While good government advocates have said the vote — which would lead to the selection of delegates who would draft a constitution that would then face a final vote in 2019 — is necessary, the candidates are joining with labor unions and other pols who insist it could have dangerous consequences.
In particular, the candidates, all Democrats, say the convention could lead to a rollback of civil rights and labor protections. The candidates are Councilmen Mark Levine of Manhattan, Robert Cornegy of Brooklyn, Corey Johnson of Manhattan, Donovan Richards of Queens, Ydanis Rodriguez of Manhattan, Ritchie Torres of the Bronx and Jimmy Van Bramer of Queens.
Unions have stridently said their pensions could be at risk.
One contender for the speakership noticeably missing from the list is Councilman Jumaane Williams (D-Brooklyn), whose spokesman told The News he’s still considering his position and listening to both sides.
“Of course, he recognizes that there are deep-seated issues with state government,” spokesman Kevin Fagan said. “But that same state government, with Gov. Cuomo at its head, gives him significant reservations as to how a convention would be implemented, and whether it could properly address those issues without putting the rights that many have fought for at risk.”

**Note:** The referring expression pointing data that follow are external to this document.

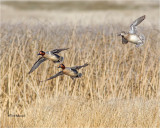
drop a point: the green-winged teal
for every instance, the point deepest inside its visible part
(70, 71)
(49, 55)
(132, 35)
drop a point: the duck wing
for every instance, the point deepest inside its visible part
(79, 67)
(58, 50)
(54, 76)
(37, 63)
(135, 23)
(124, 41)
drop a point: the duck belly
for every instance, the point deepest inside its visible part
(70, 72)
(134, 39)
(52, 57)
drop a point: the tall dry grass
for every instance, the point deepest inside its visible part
(119, 88)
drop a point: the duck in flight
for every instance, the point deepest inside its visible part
(70, 71)
(132, 35)
(49, 55)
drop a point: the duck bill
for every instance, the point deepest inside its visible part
(119, 34)
(59, 66)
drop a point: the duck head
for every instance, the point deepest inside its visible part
(61, 66)
(41, 53)
(122, 33)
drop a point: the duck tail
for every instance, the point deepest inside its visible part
(61, 59)
(79, 74)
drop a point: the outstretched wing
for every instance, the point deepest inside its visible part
(79, 67)
(58, 74)
(58, 50)
(124, 41)
(135, 23)
(38, 62)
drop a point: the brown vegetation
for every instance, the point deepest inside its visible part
(120, 87)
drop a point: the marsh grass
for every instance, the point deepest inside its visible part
(119, 88)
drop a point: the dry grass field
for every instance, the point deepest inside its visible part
(119, 88)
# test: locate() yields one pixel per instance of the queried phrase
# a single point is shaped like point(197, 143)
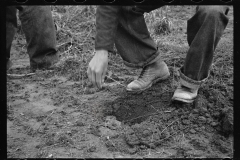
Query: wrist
point(101, 52)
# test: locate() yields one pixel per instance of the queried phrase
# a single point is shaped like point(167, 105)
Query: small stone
point(132, 150)
point(204, 109)
point(92, 149)
point(79, 123)
point(214, 124)
point(192, 131)
point(185, 122)
point(209, 120)
point(195, 111)
point(207, 115)
point(202, 119)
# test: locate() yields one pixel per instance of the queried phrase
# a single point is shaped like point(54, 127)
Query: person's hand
point(97, 68)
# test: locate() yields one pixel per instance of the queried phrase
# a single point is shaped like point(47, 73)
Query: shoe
point(46, 64)
point(150, 74)
point(185, 94)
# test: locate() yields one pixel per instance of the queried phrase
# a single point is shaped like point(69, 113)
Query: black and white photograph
point(119, 81)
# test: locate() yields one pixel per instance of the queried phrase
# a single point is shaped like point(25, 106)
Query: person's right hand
point(97, 68)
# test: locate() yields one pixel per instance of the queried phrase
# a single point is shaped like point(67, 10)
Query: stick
point(20, 75)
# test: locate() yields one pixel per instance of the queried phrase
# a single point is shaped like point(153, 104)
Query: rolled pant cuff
point(188, 82)
point(150, 60)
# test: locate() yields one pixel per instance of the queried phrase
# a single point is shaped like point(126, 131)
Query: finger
point(89, 73)
point(99, 80)
point(93, 78)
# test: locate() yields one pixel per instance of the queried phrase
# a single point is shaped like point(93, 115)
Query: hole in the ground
point(21, 1)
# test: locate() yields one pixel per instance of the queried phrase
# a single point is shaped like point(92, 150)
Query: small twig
point(20, 75)
point(141, 117)
point(115, 81)
point(168, 126)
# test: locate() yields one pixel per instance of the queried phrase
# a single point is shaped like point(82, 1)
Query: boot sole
point(150, 85)
point(183, 100)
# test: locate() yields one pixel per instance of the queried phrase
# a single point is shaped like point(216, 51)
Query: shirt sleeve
point(107, 18)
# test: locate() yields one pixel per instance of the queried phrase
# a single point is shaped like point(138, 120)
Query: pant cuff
point(188, 82)
point(150, 60)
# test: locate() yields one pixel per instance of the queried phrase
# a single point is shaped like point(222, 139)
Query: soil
point(58, 114)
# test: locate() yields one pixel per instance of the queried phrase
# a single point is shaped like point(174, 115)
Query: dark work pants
point(204, 31)
point(38, 27)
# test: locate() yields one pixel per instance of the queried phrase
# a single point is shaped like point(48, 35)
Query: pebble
point(185, 121)
point(204, 109)
point(192, 131)
point(207, 115)
point(202, 119)
point(214, 124)
point(195, 111)
point(132, 150)
point(92, 149)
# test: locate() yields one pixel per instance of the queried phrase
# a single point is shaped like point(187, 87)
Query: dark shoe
point(46, 64)
point(185, 94)
point(150, 74)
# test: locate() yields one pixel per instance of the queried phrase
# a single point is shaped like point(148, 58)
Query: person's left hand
point(97, 68)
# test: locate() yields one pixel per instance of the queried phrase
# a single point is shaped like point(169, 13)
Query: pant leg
point(204, 31)
point(38, 27)
point(133, 41)
point(11, 25)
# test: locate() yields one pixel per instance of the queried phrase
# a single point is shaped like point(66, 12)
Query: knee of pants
point(213, 10)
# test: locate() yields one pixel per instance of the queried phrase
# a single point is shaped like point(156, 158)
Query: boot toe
point(133, 86)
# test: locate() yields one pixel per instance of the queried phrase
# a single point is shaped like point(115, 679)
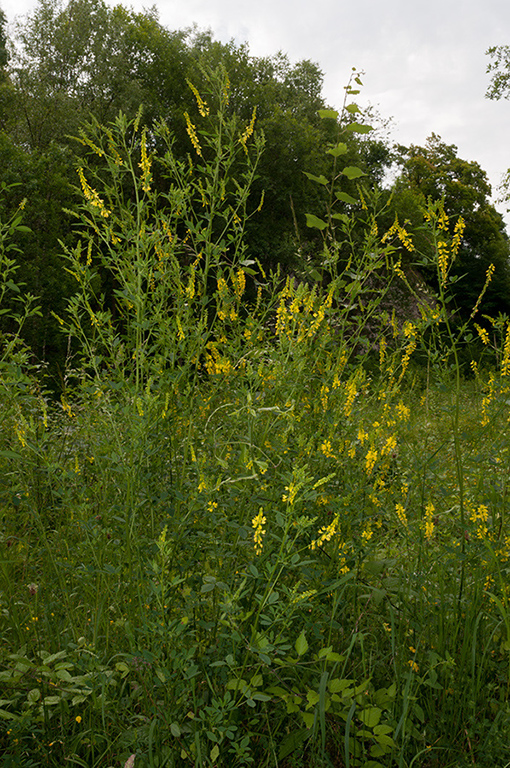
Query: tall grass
point(251, 531)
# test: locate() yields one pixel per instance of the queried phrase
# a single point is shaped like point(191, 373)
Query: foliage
point(435, 172)
point(248, 533)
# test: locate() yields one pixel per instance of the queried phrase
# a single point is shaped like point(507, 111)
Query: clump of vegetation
point(252, 530)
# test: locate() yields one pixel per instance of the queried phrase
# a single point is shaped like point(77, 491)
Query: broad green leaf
point(339, 149)
point(358, 128)
point(341, 217)
point(325, 113)
point(313, 221)
point(319, 179)
point(352, 172)
point(301, 645)
point(292, 742)
point(345, 198)
point(49, 659)
point(370, 716)
point(34, 695)
point(122, 667)
point(63, 674)
point(337, 685)
point(5, 715)
point(51, 700)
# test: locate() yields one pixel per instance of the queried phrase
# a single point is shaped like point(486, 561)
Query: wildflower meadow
point(265, 521)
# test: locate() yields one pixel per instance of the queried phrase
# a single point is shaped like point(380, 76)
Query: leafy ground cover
point(252, 531)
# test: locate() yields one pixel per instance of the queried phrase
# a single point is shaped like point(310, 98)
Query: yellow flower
point(202, 106)
point(190, 129)
point(145, 164)
point(258, 531)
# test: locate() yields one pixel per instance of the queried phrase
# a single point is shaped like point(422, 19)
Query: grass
point(251, 531)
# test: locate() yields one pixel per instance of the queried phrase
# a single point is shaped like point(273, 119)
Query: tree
point(435, 171)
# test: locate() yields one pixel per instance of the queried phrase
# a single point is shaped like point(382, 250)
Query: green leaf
point(352, 172)
point(308, 718)
point(292, 742)
point(34, 695)
point(313, 221)
point(5, 715)
point(370, 716)
point(339, 149)
point(358, 128)
point(51, 700)
point(341, 217)
point(327, 113)
point(337, 685)
point(312, 697)
point(319, 179)
point(301, 645)
point(345, 198)
point(261, 697)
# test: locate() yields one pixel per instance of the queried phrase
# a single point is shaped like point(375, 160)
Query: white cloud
point(425, 61)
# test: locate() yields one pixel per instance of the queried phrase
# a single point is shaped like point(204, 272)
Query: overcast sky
point(424, 62)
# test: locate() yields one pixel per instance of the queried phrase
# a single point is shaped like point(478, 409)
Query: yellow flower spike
point(145, 163)
point(201, 104)
point(248, 130)
point(191, 131)
point(258, 531)
point(505, 363)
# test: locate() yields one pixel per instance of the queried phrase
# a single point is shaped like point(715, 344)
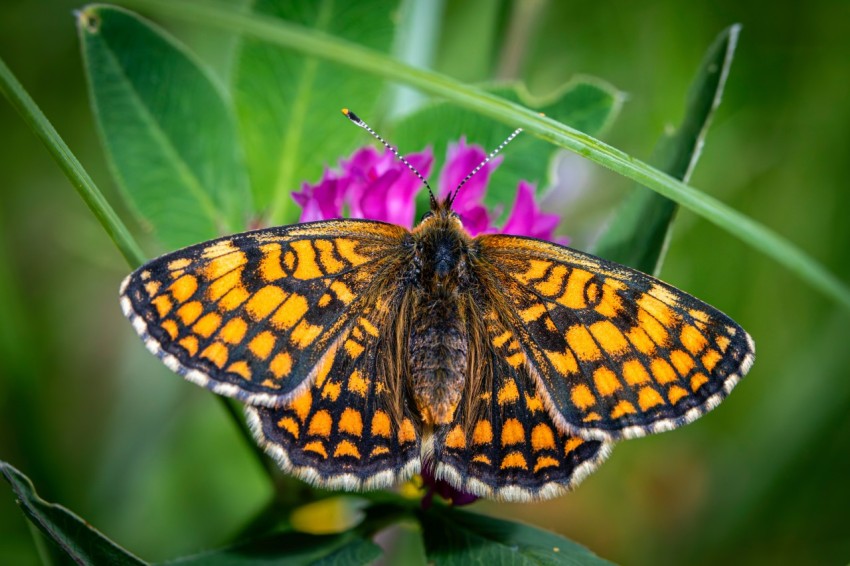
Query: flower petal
point(461, 160)
point(526, 219)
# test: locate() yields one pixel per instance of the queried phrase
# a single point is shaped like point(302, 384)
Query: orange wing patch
point(615, 352)
point(250, 315)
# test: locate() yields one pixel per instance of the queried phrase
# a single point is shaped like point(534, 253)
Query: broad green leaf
point(70, 165)
point(584, 103)
point(640, 229)
point(291, 548)
point(289, 105)
point(82, 542)
point(169, 135)
point(459, 537)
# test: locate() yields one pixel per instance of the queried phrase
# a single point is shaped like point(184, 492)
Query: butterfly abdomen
point(438, 358)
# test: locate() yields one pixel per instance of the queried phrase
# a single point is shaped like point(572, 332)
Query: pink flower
point(369, 185)
point(376, 185)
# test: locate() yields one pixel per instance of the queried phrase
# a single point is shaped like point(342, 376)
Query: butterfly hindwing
point(250, 316)
point(616, 352)
point(508, 446)
point(344, 432)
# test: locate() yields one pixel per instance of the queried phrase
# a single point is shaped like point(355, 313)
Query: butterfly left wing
point(616, 353)
point(507, 446)
point(253, 315)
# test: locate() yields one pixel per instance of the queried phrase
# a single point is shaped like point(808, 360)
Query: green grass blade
point(72, 168)
point(638, 233)
point(168, 132)
point(79, 540)
point(458, 537)
point(586, 103)
point(284, 99)
point(741, 226)
point(91, 195)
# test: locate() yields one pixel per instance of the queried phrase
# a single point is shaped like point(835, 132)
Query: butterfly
point(367, 353)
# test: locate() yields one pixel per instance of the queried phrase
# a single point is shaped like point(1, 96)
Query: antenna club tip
point(351, 116)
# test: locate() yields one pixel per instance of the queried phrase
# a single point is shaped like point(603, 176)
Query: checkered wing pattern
point(507, 447)
point(614, 352)
point(253, 316)
point(345, 432)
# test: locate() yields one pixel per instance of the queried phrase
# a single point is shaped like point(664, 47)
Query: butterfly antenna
point(354, 118)
point(483, 163)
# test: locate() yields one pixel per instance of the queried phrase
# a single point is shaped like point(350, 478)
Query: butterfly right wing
point(352, 429)
point(252, 316)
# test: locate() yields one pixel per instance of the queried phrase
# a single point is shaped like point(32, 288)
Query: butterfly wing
point(507, 447)
point(616, 353)
point(253, 315)
point(345, 431)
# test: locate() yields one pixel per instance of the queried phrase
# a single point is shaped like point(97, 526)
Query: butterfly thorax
point(438, 342)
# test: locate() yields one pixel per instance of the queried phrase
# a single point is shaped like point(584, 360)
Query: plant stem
point(320, 45)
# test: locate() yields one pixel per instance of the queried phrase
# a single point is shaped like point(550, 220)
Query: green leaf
point(70, 165)
point(291, 548)
point(82, 542)
point(639, 231)
point(459, 537)
point(585, 103)
point(168, 133)
point(355, 56)
point(288, 105)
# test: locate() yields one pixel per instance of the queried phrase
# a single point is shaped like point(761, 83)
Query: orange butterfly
point(366, 351)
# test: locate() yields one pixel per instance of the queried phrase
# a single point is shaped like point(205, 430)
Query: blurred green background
point(101, 427)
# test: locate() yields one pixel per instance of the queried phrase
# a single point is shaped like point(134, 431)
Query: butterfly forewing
point(251, 316)
point(615, 352)
point(507, 446)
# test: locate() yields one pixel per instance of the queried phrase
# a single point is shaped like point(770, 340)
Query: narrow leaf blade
point(169, 135)
point(639, 231)
point(82, 542)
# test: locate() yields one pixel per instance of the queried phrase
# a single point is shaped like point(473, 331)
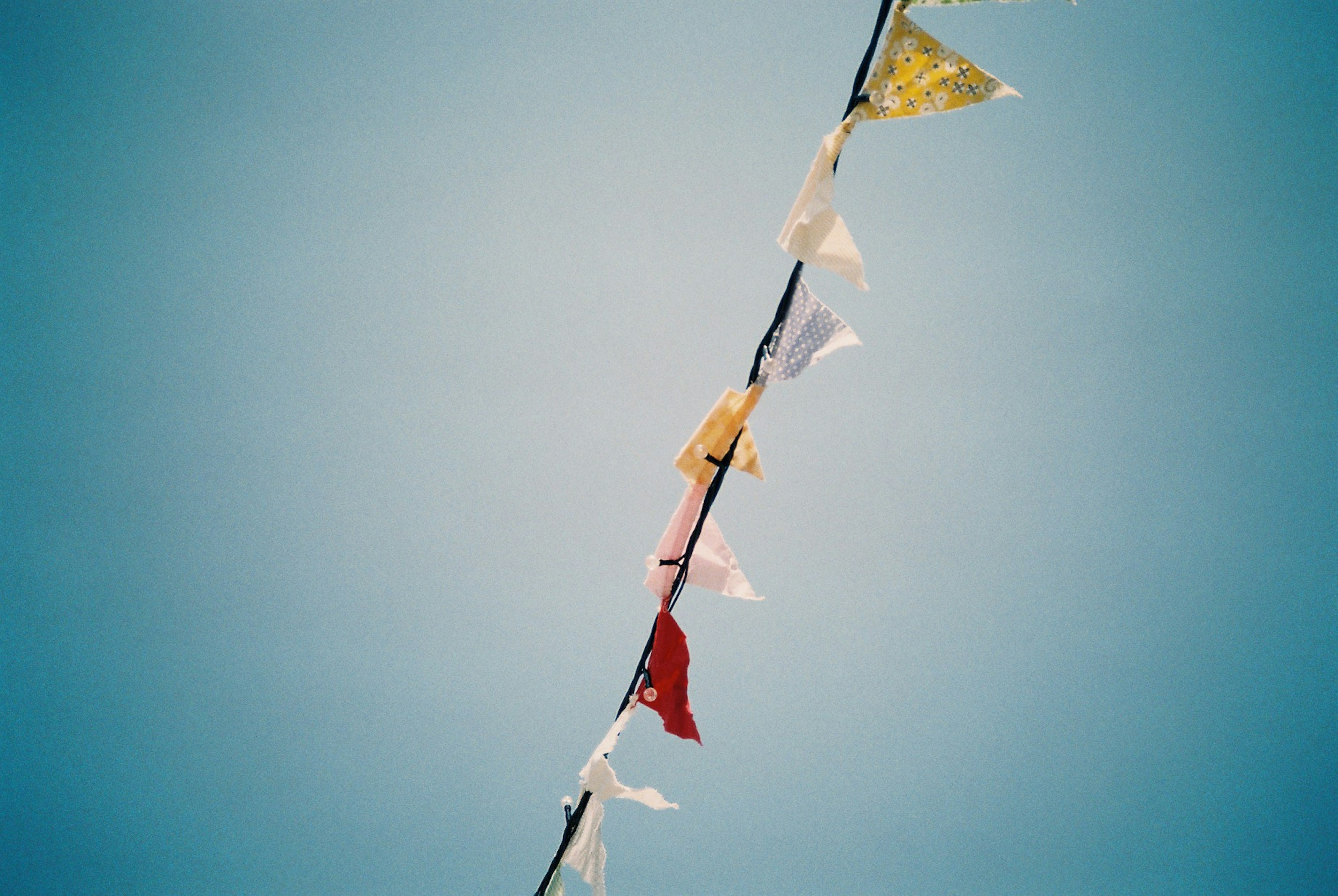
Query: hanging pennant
point(814, 233)
point(712, 564)
point(810, 332)
point(918, 75)
point(711, 441)
point(668, 672)
point(585, 851)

Proponents of a convention, including good government group Citizens Union, say it would help clean up Albany and modernize government.
“Were a constitutional convention to be held, the Republican, hyper-gerrymandered election lines could be used to pack in conservative delegates who would undo decades worth of hard-fought civil rights victories, labor protections, and more,” Levine said.
Cornegy said the convention could be “fueled by special interests and powerful lobbyists.”
“This proposal also comes with a price tag: It could run up to hundreds of millions of dollars, with New Yorkers left to foot the bill,” he said.
Johnson said it would also eat up time.
“The process would force progressives to devote an enormous amount of time and resources to defending what we already have, when we need to be laser-focused on taking back the N.Y. State Senate and both houses of Congress,” he said.
Richards allowed that the idea had “some merits” — but was outweighed by dangers to civil rights and labor protections because of “too much uncertainty around the delegation-selection process.”
Van Bramer cited the pension argument that has motivated public sector unions: "A constitutional convention raises deep concerns to me about the possibility of lowering and diminishing workers' pensions, something I would never stand for,” he said.
Torres, too, said it was too chancy: “There are too many risks that outweigh benefits, and we must protect the progress we’ve made from workers’ rights to health care and more.”
Rodriguez said the convention could push back progress.
“We are in a time where each day we witness deliberate attacks on women’s rights, the LGBTQ community, public education, fair access to health care and the rights of our unionized workers,” he said.
But Citizens Union head Randy Mastro said it was the special interests that were leading the charge against the convention.
"It's shameful that special interests so wedded to the status quo are using dark money in a scare campaign to try to prevent a constitutional convention from happening,” he said.
“Our state government is broken. This is New Yorkers' one chance to fix it. We deserve better government, and now we can finally do something about it by voting in favor of a constitutional convention.”